While installing the cameras, however, Angel becomes intensely interested on his customers' attempts to films a real-life UFO. Later on, he'll be secretly spying on OJ's and Emerald's camera feed, hastily giving them advice over the phone — much to Emerald's chagrin. It won't take much pushing for Angel to join in on the hunt, serving as the film's go-to tech guy. By the end of the film, Angel is filming alongside a star cinematographer (played by Michael Wincott) as the four main characters attempt to physically wrangle a fast-moving alien craft.

At first, one might assume Perea was merely going to steal one or two scenes. He ends up walking away with many. Peele, wisely, added him to the team.


In an interview with SyFy, Perea revealed that a lot of Angel came from him and not from the script. In Peele's screenplay, Angel was described as "happy-go-lucky," written as something of a cliché geek character. In SyFy, Perea said that, in studying Peele's filmography to prepare for his "Nope" audition, he wanted to make Angel just as grounded and as real as the filmmaker tends to make his side characters. Peele ended up altering the script to expand Angel's personality. Indeed, Perea and Peele evidently had a lot more backstory for Angel than ended up in the final cut of the movie. 

Angel's whingeing about his ex-girlfriend is more than just a streak of color lent to a side character, though. 

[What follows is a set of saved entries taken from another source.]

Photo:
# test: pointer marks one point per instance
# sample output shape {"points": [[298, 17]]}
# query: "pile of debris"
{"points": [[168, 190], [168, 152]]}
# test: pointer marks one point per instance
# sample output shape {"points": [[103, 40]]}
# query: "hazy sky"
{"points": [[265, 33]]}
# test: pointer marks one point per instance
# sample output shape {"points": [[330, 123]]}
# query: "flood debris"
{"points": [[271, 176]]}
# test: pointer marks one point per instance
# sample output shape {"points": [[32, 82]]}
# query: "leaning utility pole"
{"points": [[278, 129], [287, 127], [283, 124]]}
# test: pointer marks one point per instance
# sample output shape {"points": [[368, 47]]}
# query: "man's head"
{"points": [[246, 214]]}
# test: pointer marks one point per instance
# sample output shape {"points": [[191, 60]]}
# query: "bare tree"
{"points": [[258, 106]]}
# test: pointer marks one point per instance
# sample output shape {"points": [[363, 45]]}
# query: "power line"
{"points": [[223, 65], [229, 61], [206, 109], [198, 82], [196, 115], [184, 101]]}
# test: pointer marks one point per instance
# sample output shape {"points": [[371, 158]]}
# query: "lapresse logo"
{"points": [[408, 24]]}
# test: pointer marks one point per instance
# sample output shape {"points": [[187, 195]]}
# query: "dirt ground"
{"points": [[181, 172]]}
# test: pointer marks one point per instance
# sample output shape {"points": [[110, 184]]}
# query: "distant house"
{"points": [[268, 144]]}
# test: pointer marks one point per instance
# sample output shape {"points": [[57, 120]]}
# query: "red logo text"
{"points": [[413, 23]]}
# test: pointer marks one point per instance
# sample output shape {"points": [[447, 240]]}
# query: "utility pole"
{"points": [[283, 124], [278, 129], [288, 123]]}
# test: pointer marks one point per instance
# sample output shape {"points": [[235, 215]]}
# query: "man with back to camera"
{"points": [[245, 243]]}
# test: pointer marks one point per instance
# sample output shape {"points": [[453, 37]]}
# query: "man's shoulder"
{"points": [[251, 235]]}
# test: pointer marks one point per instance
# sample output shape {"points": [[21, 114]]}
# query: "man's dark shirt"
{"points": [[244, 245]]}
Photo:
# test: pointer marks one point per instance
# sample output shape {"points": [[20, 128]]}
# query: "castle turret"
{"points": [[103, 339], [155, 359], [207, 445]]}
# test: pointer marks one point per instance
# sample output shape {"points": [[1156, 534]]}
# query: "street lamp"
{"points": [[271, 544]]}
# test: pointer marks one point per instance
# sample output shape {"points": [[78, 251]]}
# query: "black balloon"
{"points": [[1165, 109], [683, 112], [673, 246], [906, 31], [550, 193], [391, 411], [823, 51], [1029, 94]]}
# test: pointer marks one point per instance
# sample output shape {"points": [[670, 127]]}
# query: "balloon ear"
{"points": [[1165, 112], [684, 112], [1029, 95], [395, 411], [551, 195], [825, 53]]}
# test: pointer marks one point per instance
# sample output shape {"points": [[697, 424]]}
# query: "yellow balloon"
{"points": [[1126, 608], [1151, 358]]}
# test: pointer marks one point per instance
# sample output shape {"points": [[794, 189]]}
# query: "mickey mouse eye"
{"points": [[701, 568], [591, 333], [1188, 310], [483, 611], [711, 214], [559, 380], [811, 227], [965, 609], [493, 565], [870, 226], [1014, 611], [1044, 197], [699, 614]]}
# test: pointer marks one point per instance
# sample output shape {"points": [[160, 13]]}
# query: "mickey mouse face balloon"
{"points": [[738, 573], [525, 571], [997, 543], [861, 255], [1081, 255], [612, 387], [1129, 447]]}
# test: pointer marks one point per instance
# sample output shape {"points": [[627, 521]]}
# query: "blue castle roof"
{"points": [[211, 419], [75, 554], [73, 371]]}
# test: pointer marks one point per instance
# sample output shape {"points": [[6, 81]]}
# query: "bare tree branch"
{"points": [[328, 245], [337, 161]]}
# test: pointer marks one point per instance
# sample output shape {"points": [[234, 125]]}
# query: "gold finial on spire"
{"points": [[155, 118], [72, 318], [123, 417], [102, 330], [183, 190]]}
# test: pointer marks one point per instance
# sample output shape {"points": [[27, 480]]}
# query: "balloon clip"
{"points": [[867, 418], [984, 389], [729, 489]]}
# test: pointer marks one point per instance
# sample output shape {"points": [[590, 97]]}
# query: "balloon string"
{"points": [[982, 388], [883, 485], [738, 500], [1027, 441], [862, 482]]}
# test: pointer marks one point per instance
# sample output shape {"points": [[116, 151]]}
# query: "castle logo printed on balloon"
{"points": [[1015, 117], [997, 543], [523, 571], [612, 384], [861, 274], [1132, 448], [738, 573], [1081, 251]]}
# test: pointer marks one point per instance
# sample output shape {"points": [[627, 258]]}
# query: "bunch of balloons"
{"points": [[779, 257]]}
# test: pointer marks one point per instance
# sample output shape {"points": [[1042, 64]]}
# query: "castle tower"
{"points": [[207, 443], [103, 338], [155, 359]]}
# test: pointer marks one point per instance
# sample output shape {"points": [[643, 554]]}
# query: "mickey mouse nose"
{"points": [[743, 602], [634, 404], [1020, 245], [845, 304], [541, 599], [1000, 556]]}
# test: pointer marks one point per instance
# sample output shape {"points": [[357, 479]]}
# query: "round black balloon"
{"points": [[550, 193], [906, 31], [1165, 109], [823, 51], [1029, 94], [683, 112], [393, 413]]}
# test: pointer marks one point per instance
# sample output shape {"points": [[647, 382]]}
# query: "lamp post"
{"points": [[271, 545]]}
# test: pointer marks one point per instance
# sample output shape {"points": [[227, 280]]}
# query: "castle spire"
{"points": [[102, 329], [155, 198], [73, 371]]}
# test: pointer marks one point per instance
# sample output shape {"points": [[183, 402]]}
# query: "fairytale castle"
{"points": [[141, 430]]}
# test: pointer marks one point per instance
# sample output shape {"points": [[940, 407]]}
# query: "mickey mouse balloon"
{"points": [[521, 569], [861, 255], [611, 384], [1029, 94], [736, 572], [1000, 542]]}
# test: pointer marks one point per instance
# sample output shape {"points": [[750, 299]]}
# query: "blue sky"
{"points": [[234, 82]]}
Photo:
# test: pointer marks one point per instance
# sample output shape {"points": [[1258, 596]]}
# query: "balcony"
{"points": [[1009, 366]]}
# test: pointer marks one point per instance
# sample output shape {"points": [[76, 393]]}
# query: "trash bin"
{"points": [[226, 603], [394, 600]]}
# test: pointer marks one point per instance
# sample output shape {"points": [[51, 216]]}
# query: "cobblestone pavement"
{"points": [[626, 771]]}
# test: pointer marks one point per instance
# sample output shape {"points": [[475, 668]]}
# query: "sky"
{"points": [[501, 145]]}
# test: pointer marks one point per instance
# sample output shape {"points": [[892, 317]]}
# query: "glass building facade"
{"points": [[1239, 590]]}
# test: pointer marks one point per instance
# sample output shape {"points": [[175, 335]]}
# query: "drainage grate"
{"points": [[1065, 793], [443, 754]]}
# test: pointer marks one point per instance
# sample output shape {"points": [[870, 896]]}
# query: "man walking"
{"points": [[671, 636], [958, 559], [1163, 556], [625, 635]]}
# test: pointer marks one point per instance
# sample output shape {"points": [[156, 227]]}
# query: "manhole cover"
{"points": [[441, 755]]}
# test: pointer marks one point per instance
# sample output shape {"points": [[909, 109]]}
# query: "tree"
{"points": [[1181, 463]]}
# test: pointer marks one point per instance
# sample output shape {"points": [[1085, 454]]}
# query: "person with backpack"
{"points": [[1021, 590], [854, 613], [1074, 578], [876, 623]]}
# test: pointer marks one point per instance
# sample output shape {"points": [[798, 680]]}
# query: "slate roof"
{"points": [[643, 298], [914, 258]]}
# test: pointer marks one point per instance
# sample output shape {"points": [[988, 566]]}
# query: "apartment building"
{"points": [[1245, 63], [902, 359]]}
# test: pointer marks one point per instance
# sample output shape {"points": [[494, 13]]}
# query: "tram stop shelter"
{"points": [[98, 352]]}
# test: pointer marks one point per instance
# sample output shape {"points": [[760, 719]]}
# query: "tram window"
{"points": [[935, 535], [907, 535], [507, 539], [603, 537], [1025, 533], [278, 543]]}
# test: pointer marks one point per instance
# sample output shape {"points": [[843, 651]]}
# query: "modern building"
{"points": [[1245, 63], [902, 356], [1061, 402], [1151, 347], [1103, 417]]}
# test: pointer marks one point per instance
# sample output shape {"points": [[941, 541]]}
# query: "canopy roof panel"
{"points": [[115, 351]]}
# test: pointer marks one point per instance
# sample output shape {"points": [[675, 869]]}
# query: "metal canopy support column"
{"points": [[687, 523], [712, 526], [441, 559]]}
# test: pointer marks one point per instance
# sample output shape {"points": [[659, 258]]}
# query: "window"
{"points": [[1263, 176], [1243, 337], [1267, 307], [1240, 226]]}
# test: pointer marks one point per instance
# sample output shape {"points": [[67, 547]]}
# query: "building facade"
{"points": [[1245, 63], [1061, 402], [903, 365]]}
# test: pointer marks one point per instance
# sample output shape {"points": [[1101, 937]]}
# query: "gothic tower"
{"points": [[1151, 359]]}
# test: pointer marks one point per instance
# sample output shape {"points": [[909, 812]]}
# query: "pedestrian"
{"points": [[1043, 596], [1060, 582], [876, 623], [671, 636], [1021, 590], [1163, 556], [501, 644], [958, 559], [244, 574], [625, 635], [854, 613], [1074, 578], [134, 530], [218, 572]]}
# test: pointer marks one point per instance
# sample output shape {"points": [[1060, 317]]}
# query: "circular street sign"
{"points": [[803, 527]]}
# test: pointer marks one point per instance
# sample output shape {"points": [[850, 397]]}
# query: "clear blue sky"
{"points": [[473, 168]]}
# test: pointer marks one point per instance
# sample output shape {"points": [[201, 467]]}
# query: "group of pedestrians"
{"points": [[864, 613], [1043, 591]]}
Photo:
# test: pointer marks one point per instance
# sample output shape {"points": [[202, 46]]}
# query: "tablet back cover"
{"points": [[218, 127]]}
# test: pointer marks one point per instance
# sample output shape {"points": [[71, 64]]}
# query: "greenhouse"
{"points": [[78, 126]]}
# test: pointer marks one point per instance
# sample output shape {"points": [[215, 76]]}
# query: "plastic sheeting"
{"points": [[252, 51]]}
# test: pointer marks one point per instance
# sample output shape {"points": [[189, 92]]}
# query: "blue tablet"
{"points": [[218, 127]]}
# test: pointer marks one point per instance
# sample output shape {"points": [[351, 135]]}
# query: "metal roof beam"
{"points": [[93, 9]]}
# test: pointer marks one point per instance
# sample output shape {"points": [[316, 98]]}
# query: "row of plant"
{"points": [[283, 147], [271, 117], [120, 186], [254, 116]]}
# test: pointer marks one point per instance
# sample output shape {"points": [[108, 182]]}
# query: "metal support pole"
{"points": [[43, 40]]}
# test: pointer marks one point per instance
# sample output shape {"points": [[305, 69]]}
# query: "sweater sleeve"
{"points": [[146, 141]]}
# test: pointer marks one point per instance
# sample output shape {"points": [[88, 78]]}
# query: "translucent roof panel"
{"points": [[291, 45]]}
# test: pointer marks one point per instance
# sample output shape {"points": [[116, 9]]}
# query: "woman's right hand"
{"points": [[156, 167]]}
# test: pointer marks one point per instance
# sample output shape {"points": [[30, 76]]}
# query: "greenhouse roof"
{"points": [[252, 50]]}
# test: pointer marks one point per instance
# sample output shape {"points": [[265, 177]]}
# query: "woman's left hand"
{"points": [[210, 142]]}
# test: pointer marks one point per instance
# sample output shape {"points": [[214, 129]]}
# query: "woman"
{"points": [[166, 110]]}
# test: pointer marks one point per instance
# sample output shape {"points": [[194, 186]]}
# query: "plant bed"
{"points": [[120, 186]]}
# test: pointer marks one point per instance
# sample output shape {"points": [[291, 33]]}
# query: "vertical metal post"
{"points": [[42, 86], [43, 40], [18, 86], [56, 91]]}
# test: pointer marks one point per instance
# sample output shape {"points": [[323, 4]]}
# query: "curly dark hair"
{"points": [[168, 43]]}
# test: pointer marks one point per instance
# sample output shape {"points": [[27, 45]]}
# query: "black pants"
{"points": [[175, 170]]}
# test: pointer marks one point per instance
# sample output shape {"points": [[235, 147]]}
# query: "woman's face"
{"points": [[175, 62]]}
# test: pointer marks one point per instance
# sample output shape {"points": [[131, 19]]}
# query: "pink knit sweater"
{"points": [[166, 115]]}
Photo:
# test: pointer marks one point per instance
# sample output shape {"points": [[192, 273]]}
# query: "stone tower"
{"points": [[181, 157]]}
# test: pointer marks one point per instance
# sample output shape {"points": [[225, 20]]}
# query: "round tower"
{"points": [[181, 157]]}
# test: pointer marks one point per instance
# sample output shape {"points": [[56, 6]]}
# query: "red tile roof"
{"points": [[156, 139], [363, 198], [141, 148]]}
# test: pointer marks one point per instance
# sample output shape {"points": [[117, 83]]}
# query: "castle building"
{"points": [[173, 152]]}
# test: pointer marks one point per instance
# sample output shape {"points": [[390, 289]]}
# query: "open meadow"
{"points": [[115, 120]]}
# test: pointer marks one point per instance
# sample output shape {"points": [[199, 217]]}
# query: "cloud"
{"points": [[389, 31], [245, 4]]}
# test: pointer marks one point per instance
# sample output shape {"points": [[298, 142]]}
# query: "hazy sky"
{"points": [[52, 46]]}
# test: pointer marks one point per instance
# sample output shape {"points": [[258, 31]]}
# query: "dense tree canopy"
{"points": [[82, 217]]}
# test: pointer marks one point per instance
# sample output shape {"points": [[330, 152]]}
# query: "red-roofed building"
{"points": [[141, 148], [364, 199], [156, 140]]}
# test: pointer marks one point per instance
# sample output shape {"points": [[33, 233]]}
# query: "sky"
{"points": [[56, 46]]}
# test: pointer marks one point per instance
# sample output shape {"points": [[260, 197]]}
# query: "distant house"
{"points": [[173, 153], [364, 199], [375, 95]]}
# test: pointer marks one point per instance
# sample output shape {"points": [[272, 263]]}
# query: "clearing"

One of the central thematic streaks in "Nope" is the way Hollywood tends to discard old craftspeople, leaving them unremembered. Right at the head of the movie, Emerald claims that she and OJ are descended from the jockey seen in "The Horse in Motion," Eadweard Muybridge's 1878 photographic experiment that effectively birthed motion picture technology. By 2022, however, the family legacy of training horses for movies and TV has gone unacknowledged, and, as mentioned above, the ranch has fallen on hard times. Training and wrangling horses is, in the era of CGI, a moribund skill. It will take a UFO to allow OJ to ply his trade for effective creature-wrangling purposes.

Film history as a weapon

Additionally, the Wincott character — seen at the start of "Nope" shooting a commercial he is incredibly bored by — finds that the ancient cinematographic thrill of capturing animals on film in the wild is largely gone in the age of green screens. He seems to prefer physical film to digital tech. He, too, will have a chance to reach into Hollywood's past — in his case, using handmade, 35mm, electricity-free cameras — to battle a UFO. Film history and old cinema technology is weaponized against a modern threat. Cinephiles will salivate.

Angel's place in this thematic equation is the young expert and enthusiast who may not have expertise in old 35mm film technology, but who respects it and is eager to work alongside it. There is a scene near the end of "Nope" wherein Wincott and Perea are sitting side-by-side, each operating their own film camera. Wincott's is hand-cranked and enormous. Perea's is a sleek, push-button, digital device. A young man and an old man, digital and analog, cameras trained in the same direction, working in tandem to a common goal. It's a potent symbol for the evolution of Hollywood; tech be damned, are we out in the world, moved by the same exciting filmmaking impulses?

Oh yes, and, in being dumped by a movie star girlfriend, Angel too — in a way — was left behind by the system. It certainly fits. 

One can't help but give a lot of credit for Perea for allowing that theme to emerge. He took a stock character and expanded him into a fully realized person whose passions spoke to the larger messages of "Nope." If he can do it here, imagine what he could do elsewhere.